Infatti, questi giardini sono nati negli angoli più impensabili della città. Sono stato a visitare anche l’Electric Lady Bug community garden, ad Harlem, in un quartiere meno ricco rispetto al Liz Christy Garden e anche lì ho trovato la stessa storia. Uno spazio che, secondo i piani dell’amministrazione, sarebbe dovuto diventare edificabile per sopperire alle carenze abitative. Invece la comunità si è unita, si è battuta in consiglio comunale facendo lobbying ed è riuscita a ottenere in concessione gratuita uno spazio da dedicare alla comunità.
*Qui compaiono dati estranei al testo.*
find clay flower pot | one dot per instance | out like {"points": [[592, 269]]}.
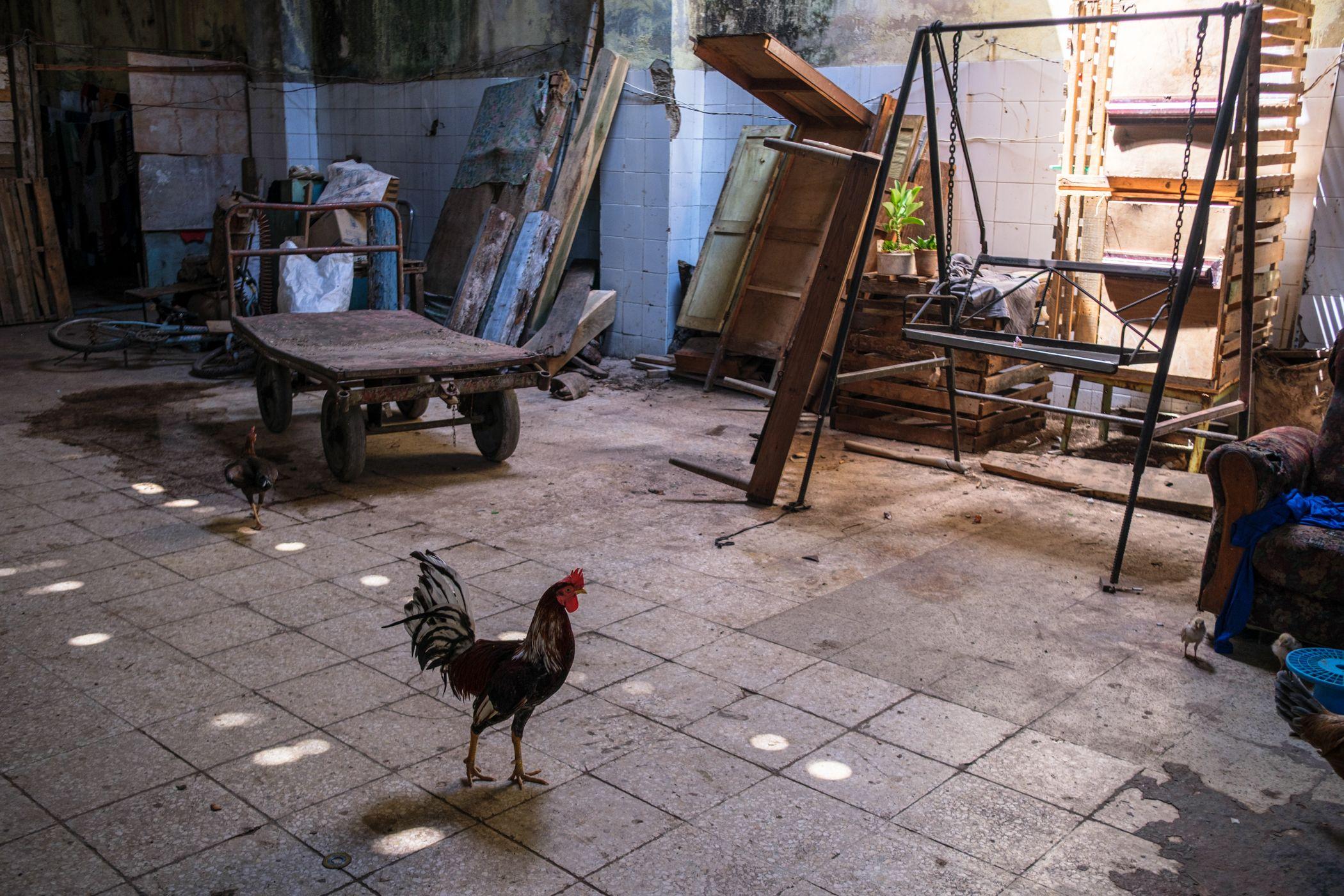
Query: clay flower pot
{"points": [[895, 264]]}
In cambio, essendo uno spazio privato a uso pubblico – come possono essere i Portici di Bologna – l’accordo è quello di tenere aperto il giardino alcune ore al giorno. Il comune non chiede tasse di occupazione e il gruppo di residenti si prende cura del giardino a proprie spese.

Il Lady Bug Garden è relativamente recente, creato nel 2010 e oggi gestito da Paul e Madeleine. I residenti della zona che incontro mentre si prendono cura dell’orto, raccontano più o meno le stesse cose. Da quando il giardino è stato creato, quello spazio è usato dai bambini. Gli appartamenti della zona sono tutti molto piccoli e il Lady Bug Garden è essenziale per far socializzare i bambini ma anche per creare un luogo protetto. «I bambini che giocano qui non hanno bisogno della supervisione costante dei genitori. Chi frequenta il giardino è parte della comunità, tutti conoscono i bambini degli altri e ci supportiamo a vicenda», racconta Madeleine. È così che i genitori si sono organizzati per una proiezione di film all’aperto usando il muro del palazzo di fronte. La sera della mia visita era in programma La Bella e la Bestia.


2 pensieri riguardo “Community garden di Manhattan, esperienza vincente da replicare a Bologna

  1. idea stupenda e sarebbe giustamente da importare bisognerebbe vedere cosa ne pensa il comune che con i portici sono si spazi privati ad uso publico ma il comune pretende e incassa affitti pesanti da chi li occupa tipo bar e ristoranti senza avere nessun obbligo

  2. Un esperienza simile l’abbiamo tentata con il giardino di San Leonardo, trovando poca collaborazione dal quartiere.Piu longeva è la storia del giardino del Guasto.